The scholarships were made possible by the generosity of the AT&T Foundation, which is committed to increasing access to educational opportunities for American Indians. AT&T is among the premier voice and data communications companies in the world. The AT&T Foundation donated $50,000 for the scholarship program, which benefited the 93 American Indian students at the nation's tribally controlled colleges and universities. AT&T's donation came on the recommendation of the Inter-Tribal Council of AT&T Employees, Inc. Group members are actively involved in civic, educational, technology and cultural programs in Native communities and they have established a strong national network.

Out of the nation's 34 tribal colleges and universities, the 93 students represented 16 of the schools. Those institutions are:

Bay Mills Community College, Brimley, Mich.
Cankdeska Cikana Community College, Fort Totten, N.D.
College of Menominee Nation, Keshena, Wis.
Diné College, Tsaile, Ariz.
Fort Berthold Community College, New Town, N.D.
Haskell Indian Nations University, Lawrence, Kan.
Leech Lake Tribal College, Cass Lake, Minn.
Little Priest Tribal College, Winnebago, Neb.
Nebraska Indian Community College, Macy, Neb.
Northwest Indian College, Bellingham, Wash.
Salish Kootenai College, Pablo, Mont.
Sisseton Wahpeton College, Sisseton, S.D.
Sitting Bull College, Fort Yates, N.D.
Southwestern Indian Polytechnic Institute, Albuquerque, N.M.
Stone Child College, Box Elder, Mont.
United Tribes Technical College, Bismarck, N.D.

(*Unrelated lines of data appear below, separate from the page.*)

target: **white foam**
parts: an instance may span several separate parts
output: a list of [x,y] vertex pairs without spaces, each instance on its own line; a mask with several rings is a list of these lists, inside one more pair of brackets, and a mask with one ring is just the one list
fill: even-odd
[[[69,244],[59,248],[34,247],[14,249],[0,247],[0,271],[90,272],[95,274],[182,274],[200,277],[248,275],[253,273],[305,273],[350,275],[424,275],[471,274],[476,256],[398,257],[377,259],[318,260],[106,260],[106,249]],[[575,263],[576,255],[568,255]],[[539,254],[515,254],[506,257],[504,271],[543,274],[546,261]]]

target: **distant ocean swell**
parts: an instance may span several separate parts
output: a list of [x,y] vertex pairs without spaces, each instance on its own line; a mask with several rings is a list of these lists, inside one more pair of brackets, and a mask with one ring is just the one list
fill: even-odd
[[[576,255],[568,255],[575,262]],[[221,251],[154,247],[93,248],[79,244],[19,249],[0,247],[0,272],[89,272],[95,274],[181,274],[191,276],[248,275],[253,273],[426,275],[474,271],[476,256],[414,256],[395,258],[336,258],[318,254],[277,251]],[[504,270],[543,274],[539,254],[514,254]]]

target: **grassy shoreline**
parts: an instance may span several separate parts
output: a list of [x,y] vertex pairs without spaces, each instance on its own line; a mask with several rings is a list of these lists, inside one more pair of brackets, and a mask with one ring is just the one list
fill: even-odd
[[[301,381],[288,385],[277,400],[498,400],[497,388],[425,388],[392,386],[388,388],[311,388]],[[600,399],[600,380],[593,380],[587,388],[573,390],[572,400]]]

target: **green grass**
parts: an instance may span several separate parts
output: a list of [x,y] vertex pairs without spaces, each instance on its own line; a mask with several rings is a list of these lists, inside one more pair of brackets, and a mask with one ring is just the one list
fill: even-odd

The American Indian College Fund, established in 1989, has spent more than a decade helping increase educational opportunities for Native students. With its credo "educating the mind and spirit," the Denver-based nonprofit distributes scholarships and support to 34 tribal colleges in 12 states. This aid directly supports more than 6,000 scholarships each year. The Fund also supports endowments, developmental needs and public awareness, as well as college programs in Native cultural preservation and teacher training.